2.	Windows 2000 was selected as the target operating system both for ease of instrumentation, and availability of help documents.
3.	During a normal learning run, the Windows 2000 virtual machine will be reset multiple times. At every reset, the TCP/IP connection from the operating system instrumentation agent to the reinforcement learner will be interrupted. The tcp packet relay process is used to insulate the learner from this repeated socket disconnection/reconnection.

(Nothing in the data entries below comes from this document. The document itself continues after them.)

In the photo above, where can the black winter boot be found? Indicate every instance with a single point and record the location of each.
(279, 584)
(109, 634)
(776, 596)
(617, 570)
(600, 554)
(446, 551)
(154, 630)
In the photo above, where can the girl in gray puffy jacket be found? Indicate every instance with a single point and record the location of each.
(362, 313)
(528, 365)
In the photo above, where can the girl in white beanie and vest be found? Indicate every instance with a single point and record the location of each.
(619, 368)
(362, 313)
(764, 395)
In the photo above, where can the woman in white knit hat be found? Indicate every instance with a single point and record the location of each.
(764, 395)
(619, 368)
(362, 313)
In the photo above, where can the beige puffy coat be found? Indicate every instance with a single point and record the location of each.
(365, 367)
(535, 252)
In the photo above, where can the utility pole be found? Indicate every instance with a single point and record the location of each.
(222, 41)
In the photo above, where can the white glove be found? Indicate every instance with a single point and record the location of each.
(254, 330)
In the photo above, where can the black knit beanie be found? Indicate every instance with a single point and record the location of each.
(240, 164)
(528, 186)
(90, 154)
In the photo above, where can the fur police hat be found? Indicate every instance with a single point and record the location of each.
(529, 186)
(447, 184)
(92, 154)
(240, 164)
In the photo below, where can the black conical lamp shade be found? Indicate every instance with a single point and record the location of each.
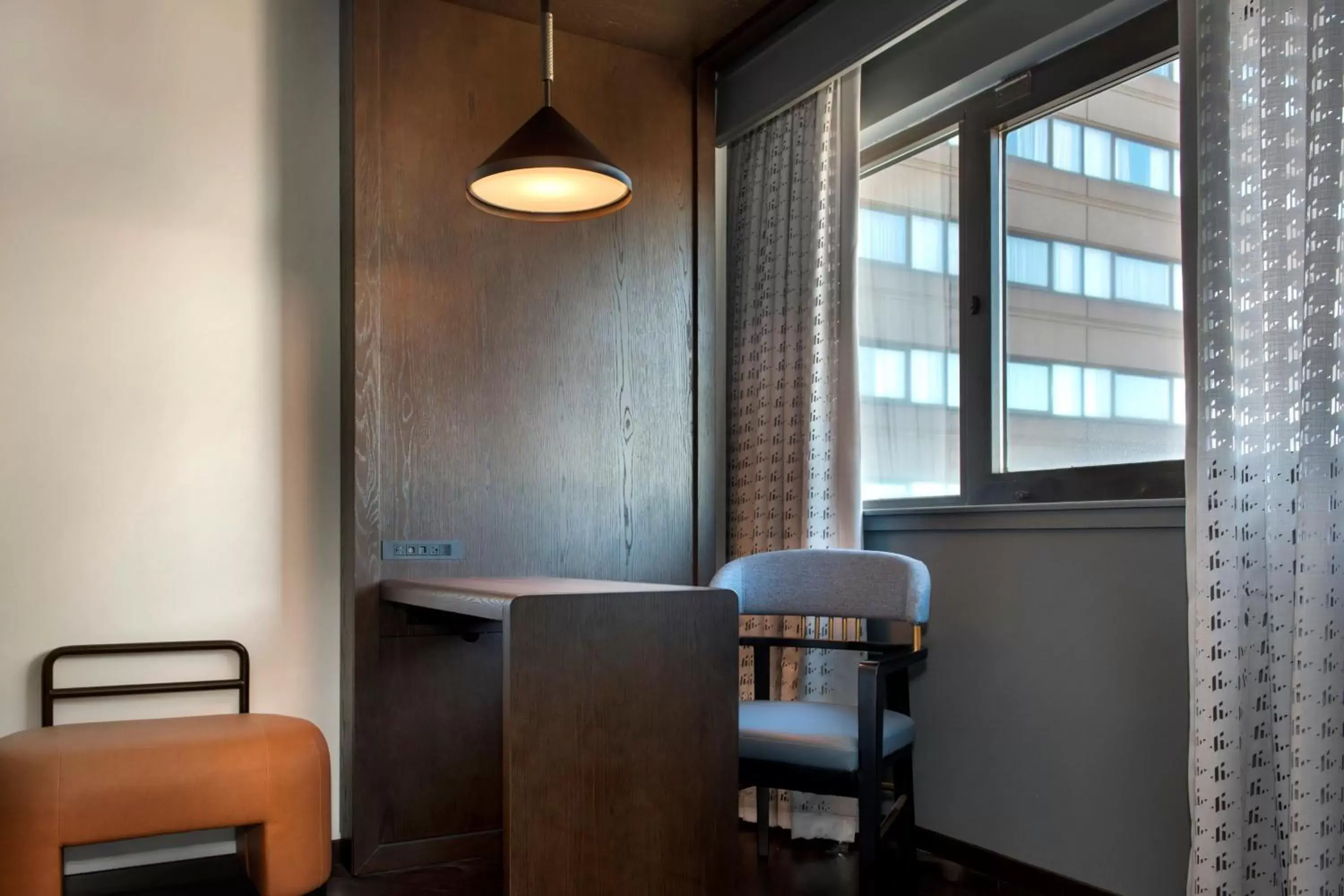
(547, 170)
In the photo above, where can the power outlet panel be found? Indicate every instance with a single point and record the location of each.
(422, 550)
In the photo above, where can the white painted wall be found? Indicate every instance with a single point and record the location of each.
(170, 343)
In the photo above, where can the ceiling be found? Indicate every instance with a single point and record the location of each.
(678, 29)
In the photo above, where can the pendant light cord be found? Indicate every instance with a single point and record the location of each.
(547, 50)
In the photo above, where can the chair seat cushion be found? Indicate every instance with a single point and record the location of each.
(820, 735)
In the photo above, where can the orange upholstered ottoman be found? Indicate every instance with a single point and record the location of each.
(89, 784)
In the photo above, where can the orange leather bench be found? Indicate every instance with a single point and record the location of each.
(97, 782)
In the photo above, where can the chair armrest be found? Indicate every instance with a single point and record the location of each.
(889, 664)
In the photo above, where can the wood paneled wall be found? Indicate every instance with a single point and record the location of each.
(525, 388)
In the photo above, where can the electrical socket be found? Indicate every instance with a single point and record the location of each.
(422, 550)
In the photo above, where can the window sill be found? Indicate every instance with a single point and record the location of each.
(1152, 513)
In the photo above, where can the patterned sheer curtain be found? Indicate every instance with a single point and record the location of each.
(793, 448)
(1265, 519)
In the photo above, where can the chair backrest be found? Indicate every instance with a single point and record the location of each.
(870, 585)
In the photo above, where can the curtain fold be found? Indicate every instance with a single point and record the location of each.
(1265, 509)
(793, 469)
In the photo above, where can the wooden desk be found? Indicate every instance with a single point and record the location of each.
(619, 726)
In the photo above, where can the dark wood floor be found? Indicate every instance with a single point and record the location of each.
(795, 870)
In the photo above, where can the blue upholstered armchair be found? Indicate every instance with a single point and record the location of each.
(830, 749)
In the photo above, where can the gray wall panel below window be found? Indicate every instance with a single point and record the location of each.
(1051, 715)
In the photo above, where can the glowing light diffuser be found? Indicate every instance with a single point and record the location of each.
(547, 170)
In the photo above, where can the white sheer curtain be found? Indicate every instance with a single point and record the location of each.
(793, 469)
(1268, 482)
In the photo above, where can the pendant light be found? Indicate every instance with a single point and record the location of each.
(547, 170)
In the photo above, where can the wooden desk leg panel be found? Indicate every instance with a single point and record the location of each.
(620, 745)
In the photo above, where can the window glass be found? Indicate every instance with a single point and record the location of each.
(953, 379)
(1069, 268)
(1096, 393)
(1066, 390)
(1029, 388)
(1142, 164)
(1029, 261)
(1068, 146)
(1096, 273)
(928, 377)
(908, 316)
(1140, 280)
(889, 374)
(1089, 383)
(926, 244)
(1143, 398)
(882, 236)
(1097, 154)
(1031, 142)
(953, 249)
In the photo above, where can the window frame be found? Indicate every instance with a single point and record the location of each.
(980, 124)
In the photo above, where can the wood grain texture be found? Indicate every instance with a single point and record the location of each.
(449, 745)
(621, 743)
(676, 29)
(523, 388)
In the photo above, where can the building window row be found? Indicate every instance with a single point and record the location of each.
(1090, 272)
(930, 244)
(1096, 152)
(922, 242)
(933, 377)
(1094, 393)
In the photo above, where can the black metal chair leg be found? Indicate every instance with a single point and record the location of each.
(873, 700)
(762, 821)
(906, 766)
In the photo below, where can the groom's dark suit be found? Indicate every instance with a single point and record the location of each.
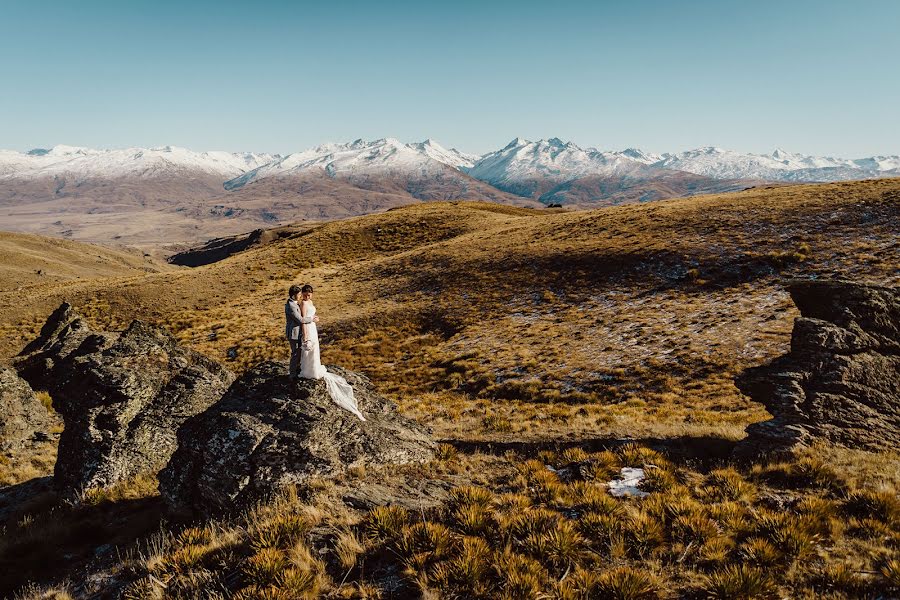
(293, 329)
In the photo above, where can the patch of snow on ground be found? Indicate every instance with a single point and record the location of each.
(631, 478)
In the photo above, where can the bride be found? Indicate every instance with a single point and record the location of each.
(311, 364)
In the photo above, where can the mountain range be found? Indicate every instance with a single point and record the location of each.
(166, 194)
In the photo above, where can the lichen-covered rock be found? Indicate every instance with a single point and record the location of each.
(64, 337)
(268, 432)
(841, 380)
(21, 413)
(122, 397)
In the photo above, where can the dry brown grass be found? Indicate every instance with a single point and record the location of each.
(496, 325)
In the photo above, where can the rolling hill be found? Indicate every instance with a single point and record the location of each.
(528, 341)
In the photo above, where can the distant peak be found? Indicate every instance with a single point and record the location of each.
(62, 149)
(517, 142)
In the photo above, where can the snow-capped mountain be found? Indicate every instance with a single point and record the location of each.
(85, 163)
(451, 157)
(778, 166)
(384, 157)
(175, 194)
(524, 167)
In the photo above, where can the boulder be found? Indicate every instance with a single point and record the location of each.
(21, 414)
(840, 382)
(268, 432)
(122, 397)
(64, 337)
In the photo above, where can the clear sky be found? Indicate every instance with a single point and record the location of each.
(819, 77)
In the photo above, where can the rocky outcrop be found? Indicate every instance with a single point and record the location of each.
(122, 397)
(268, 432)
(65, 336)
(21, 414)
(841, 380)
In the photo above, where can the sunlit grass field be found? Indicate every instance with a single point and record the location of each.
(529, 341)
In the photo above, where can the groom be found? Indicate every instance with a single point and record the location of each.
(294, 327)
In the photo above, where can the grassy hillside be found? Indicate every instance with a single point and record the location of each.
(517, 334)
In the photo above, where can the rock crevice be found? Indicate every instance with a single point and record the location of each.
(122, 396)
(840, 382)
(268, 432)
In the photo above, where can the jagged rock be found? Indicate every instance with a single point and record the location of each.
(841, 380)
(21, 414)
(64, 337)
(122, 397)
(268, 432)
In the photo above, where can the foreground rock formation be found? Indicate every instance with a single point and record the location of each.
(21, 414)
(122, 397)
(841, 380)
(268, 432)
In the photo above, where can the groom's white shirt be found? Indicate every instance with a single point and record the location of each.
(294, 320)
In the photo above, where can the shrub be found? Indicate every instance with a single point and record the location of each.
(727, 484)
(628, 583)
(266, 566)
(739, 582)
(881, 505)
(521, 577)
(890, 570)
(760, 552)
(468, 495)
(694, 528)
(643, 534)
(385, 523)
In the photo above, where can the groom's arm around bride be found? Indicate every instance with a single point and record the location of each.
(294, 321)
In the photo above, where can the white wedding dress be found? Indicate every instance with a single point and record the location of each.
(311, 367)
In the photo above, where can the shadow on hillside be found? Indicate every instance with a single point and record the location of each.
(704, 449)
(45, 540)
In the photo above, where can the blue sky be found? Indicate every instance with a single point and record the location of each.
(817, 77)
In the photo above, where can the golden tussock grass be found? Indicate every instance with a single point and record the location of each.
(509, 326)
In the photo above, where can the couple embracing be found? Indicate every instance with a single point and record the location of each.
(303, 336)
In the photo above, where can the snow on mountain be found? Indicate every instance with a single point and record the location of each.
(778, 166)
(386, 156)
(451, 157)
(523, 161)
(86, 163)
(521, 167)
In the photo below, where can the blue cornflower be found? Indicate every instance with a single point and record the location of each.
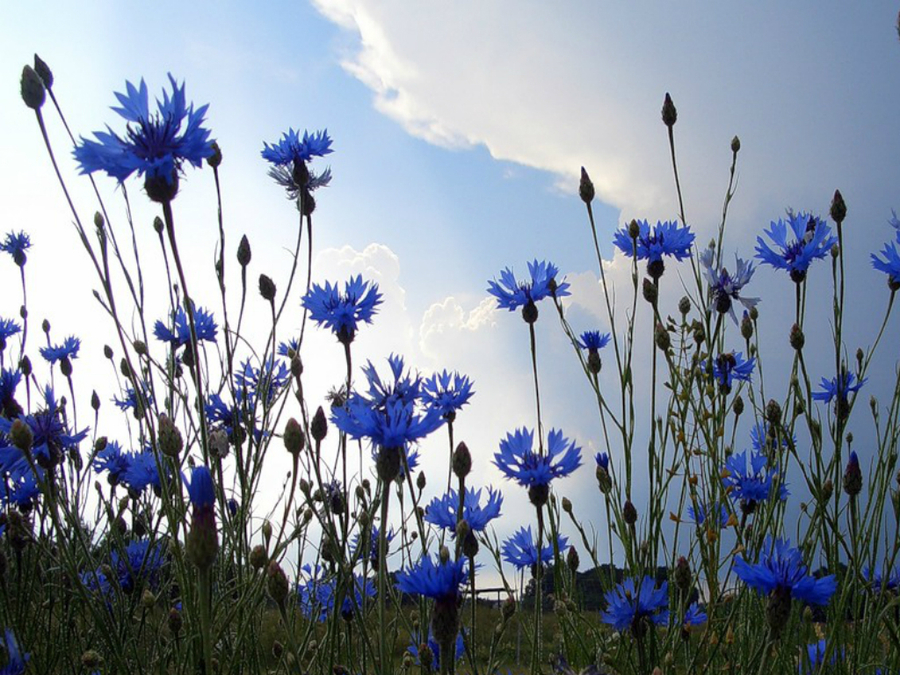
(751, 484)
(521, 550)
(342, 312)
(890, 265)
(699, 513)
(16, 245)
(443, 511)
(839, 388)
(141, 562)
(512, 294)
(291, 148)
(285, 348)
(51, 436)
(113, 460)
(724, 287)
(263, 384)
(67, 350)
(519, 462)
(438, 580)
(131, 400)
(668, 238)
(781, 570)
(435, 648)
(8, 328)
(203, 323)
(201, 490)
(447, 392)
(731, 366)
(812, 240)
(154, 146)
(633, 604)
(16, 660)
(594, 340)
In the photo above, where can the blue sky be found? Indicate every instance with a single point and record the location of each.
(459, 129)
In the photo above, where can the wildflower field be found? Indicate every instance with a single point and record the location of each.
(132, 540)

4.	In our experiments, simply for the sake of convenience and flexibility, the learner and the virtual machine were run on different compute hardware. This is the setup shown in Figure 1. However, both processes can be run on a single compute server if hardware resources are sufficient.
5.	For the sake of performance, no anti-virus or firewall was installed on the Windows 2000 setup. To keep the operating system safe from intrusion, the virtual machine was setup to disallow network connectivity to the external world. Network connections from Windows 2000 were only allowed to the server on which the virtual machine was running (i.e. "local network only").